Australians are living longer, healthier lives, and retirement is a time filled with exciting possibilities. But to make the most of your golden years, financial security is key. Did you know that even a small difference in fees charged by your superannuation fund can add up to a significant difference in your retirement savings?
Superannuation, or “super” for short, is a long-term savings plan designed to help Australians build a comfortable retirement. Throughout your working life, super contributions are made from your salary into your super fund, where it’s invested to grow over time.
In Australia, you generally have the right to choose your own super fund. Your employer will usually give you a “standard choice form” when you start a new job. This form allows you to select your preferred super fund, stick with your existing fund, or choose the employer’s default fund.
However, there are some exceptions. If you were a new employee starting before November 1, 2021, and you did not provide details of an existing fund, your employer may be paying your super into a default fund they have chosen. It’s always best to check your payslip and with your employer to understand how your super is being handled.
By taking charge of your super fund now, you can ensure it’s working hard for you and helping you achieve your retirement goals.
Signs You Might Benefit from a Super Switch
We’ve explored key factors to consider when assessing your superannuation. Now, let’s identify some situations where reviewing your current fund might be beneficial:
- Multiple Super Accounts: Having multiple super accounts can lead to unnecessary fees. Consolidating your super into a single fund simplifies management and potentially reduces costs. However, sometimes, there are good reasons to have multiple superannuation accounts. For example, the additional account/s may have insurance cover you want to retain. Consult a financial advisor to learn more.
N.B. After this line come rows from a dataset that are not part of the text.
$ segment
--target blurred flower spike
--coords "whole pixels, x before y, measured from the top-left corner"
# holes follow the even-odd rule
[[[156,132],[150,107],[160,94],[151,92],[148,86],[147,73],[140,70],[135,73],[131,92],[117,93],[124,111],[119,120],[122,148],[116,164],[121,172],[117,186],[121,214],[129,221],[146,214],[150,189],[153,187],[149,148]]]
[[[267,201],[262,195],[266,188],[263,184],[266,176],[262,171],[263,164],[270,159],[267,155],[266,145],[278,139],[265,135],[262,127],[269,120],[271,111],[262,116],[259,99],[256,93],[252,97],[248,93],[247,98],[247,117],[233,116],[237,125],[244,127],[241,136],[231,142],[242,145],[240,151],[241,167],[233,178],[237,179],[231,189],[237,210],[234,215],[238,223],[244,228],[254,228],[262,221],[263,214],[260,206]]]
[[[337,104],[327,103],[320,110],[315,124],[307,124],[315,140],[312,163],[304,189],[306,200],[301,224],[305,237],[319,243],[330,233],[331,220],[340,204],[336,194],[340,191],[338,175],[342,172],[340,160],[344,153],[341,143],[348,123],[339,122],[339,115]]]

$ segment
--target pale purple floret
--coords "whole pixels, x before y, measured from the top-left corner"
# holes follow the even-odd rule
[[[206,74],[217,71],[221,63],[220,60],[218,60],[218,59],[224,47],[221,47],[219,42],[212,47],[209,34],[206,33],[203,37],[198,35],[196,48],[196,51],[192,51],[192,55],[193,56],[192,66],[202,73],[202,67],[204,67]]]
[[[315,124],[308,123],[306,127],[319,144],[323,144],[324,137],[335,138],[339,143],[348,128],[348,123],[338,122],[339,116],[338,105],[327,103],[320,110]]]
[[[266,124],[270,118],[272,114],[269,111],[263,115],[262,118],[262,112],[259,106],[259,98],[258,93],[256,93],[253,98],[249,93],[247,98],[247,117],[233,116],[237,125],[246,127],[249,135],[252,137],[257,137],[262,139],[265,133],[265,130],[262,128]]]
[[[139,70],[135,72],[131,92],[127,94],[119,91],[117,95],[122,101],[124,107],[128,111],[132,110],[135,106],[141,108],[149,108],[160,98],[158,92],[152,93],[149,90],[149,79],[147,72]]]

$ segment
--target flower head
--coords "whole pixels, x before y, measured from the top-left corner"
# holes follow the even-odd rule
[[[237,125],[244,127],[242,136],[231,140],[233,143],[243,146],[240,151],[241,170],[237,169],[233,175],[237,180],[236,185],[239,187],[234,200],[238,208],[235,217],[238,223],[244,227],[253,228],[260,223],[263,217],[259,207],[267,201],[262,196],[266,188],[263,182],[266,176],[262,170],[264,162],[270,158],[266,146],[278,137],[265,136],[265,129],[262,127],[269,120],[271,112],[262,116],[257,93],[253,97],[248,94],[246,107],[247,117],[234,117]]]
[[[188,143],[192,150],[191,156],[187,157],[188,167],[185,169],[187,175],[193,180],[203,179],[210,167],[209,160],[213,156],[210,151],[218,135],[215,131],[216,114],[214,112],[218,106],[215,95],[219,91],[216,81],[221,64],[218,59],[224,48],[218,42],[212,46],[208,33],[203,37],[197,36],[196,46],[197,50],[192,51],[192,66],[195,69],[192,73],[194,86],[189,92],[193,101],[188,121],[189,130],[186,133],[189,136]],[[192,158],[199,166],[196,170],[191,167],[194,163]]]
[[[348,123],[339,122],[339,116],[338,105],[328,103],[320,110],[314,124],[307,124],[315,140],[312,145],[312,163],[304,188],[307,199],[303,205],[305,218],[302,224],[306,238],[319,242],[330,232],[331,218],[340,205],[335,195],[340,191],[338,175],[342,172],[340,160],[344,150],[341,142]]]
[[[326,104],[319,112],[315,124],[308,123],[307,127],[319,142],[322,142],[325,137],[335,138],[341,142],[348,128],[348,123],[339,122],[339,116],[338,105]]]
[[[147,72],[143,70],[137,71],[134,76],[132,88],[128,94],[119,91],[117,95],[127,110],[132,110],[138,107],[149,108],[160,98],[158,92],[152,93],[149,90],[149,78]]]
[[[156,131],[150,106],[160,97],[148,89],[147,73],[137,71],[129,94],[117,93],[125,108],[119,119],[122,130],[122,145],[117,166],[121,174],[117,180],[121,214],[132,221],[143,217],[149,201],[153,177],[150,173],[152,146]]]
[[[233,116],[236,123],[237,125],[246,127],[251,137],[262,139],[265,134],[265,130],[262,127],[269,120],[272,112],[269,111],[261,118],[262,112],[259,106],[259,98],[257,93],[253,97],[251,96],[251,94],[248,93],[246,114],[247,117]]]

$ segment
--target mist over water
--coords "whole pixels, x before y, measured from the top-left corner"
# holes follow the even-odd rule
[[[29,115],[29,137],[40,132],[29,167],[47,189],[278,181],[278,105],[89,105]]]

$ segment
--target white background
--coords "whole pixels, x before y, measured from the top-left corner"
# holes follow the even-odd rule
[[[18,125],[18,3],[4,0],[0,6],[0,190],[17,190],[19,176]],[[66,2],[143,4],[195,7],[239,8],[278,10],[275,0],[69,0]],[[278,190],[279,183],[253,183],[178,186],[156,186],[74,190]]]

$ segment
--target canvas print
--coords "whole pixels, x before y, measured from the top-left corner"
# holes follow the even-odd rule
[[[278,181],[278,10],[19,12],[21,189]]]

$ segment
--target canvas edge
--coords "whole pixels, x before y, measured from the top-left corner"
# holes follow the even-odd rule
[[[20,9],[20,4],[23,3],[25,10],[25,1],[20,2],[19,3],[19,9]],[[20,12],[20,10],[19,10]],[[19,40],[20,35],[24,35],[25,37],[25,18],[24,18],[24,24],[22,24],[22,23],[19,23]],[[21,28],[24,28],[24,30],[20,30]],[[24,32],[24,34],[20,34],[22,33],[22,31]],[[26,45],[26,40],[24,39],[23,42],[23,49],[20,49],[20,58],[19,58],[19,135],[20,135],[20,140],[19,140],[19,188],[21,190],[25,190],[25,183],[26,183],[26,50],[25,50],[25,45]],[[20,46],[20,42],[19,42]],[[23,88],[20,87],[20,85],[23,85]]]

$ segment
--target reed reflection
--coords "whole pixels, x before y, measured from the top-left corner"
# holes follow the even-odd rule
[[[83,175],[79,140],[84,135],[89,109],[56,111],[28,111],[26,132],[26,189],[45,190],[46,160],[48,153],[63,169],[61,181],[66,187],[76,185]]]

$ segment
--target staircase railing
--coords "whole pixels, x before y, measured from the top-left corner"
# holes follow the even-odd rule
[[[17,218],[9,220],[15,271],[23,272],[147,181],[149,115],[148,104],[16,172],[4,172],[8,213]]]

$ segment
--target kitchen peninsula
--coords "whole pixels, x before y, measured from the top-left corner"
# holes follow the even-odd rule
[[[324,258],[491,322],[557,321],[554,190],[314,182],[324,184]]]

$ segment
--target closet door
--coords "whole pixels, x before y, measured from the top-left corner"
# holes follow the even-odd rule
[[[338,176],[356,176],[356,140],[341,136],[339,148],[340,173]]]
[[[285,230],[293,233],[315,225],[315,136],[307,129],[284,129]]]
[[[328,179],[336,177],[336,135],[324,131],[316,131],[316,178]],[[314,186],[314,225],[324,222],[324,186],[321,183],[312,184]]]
- High Fees: Fees can erode your long-term savings. If your current fund has high fees compared to industry benchmarks, exploring lower-cost options like industry or public sector super funds could be advantageous.
- Underperforming Investment Strategy: While past performance isn’t a guarantee of future results, a super fund consistently lagging behind industry benchmarks might warrant investigation. Consider exploring funds with a strong track record of growth.
- Mismatch with Your Risk Profile: Your risk tolerance and investment goals evolve throughout your life. If your current super’s investment style doesn’t align with your current risk appetite, a switch to a more suitable option might be advisable.
Keeping Costs Low: Optimising Your Super Fees
Fees associated with your superannuation can have a significant impact on your long-term savings. Let’s talk about these fees and explore some strategies for potentially reducing their impact:
Understand Fee Structures
Superannuation fees can be charged as a percentage of your account balance or as a flat fee. Percentage-based fees can grow over time as your balance increases. Flat fees remain constant regardless of your balance. Being aware of these structures allows you to make informed decisions.
Compare Super Funds
The Australian Taxation Office (ATO) has an online comparison tool that lets you compare MySuper products based on fees. Comparing super funds with such tools can help you identify potentially lower-cost options with a strong track record.
Explore Lower-Cost Alternatives
Industry super funds and public sector funds are often known for their competitive fee structures. These funds operate with a member-owned focus, potentially resulting in lower fees compared to some for-profit institutions. Researching these alternatives could result in significant cost savings, and potentially a larger nest egg at retirement.